Hacker News new | ask | show | jobs
by hyuen 3511 days ago
The main problem here is that autovacuum threshold is something like c + m * nrows, and in large configurations you could have all sorts of table sizes.

How much change is a lot? 1% of the table + 50 rows (for small tables)? I would argue that sometimes is better to use a fixed threshold, e.g. c = 1000, m=0

All these approaches are hit or miss and are different per configuration. What I found useful is to choose the best parameters you can think of without forcing autovacuum to run everytime, and have an external job run vacuum manually to cleanup whatever got missed... eventually you can figure out the right configuration.

2 comments

I think the idea for this is either tune it for your problem cases, or if it's an issue at your scale, divide and conqueror your use case (small tables in one physical DB, large tables in another).
I don't understand what problem you have with the combination of threshold + scaling factor (and what would be a better solution). There are no perfect default values for those parameters, as it really depends on workload patterns.

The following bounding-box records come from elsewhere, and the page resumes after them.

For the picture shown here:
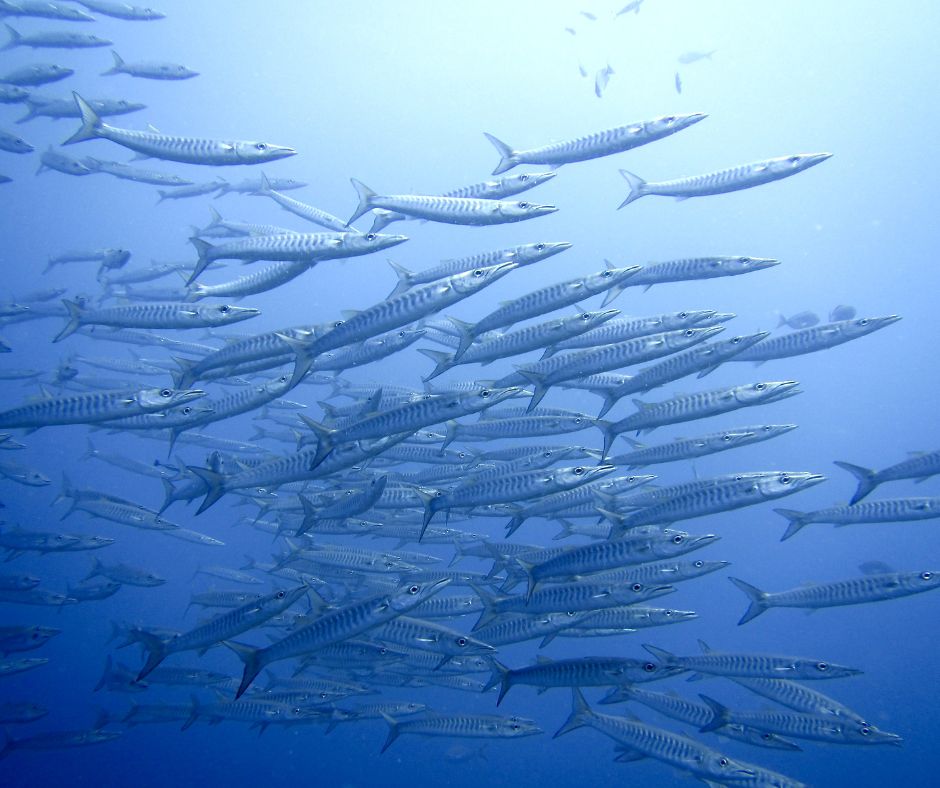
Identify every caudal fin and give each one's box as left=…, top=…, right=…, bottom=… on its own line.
left=186, top=236, right=212, bottom=286
left=101, top=49, right=124, bottom=77
left=774, top=509, right=809, bottom=542
left=222, top=640, right=265, bottom=700
left=617, top=170, right=646, bottom=211
left=483, top=131, right=519, bottom=175
left=62, top=91, right=101, bottom=145
left=728, top=577, right=770, bottom=626
left=552, top=687, right=591, bottom=739
left=346, top=178, right=375, bottom=225
left=835, top=460, right=878, bottom=504
left=52, top=298, right=82, bottom=342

The truth that on most systems you have four types of tables - (large,small) x (frequently modified, static). And usually there are only a few large, frequently modified tables, while the rest is either small or static (or both). At least that's what I see on the multi-TB databases we manage.

There are two approaches:

1) tune the defaults to be aggressive enough even for the large+updated tables (which works because the small small / infrequently modified don't really require that much maintenance, compared to the first category)

2) keep defaults that are fine for majority of tables, and then use ALTER TABLE to override the parameters for the few tables that require more aggressive maintenance

Which is exactly what the blog post is about.

If you have better idea, I'd like to hear it (and I mean that seriously).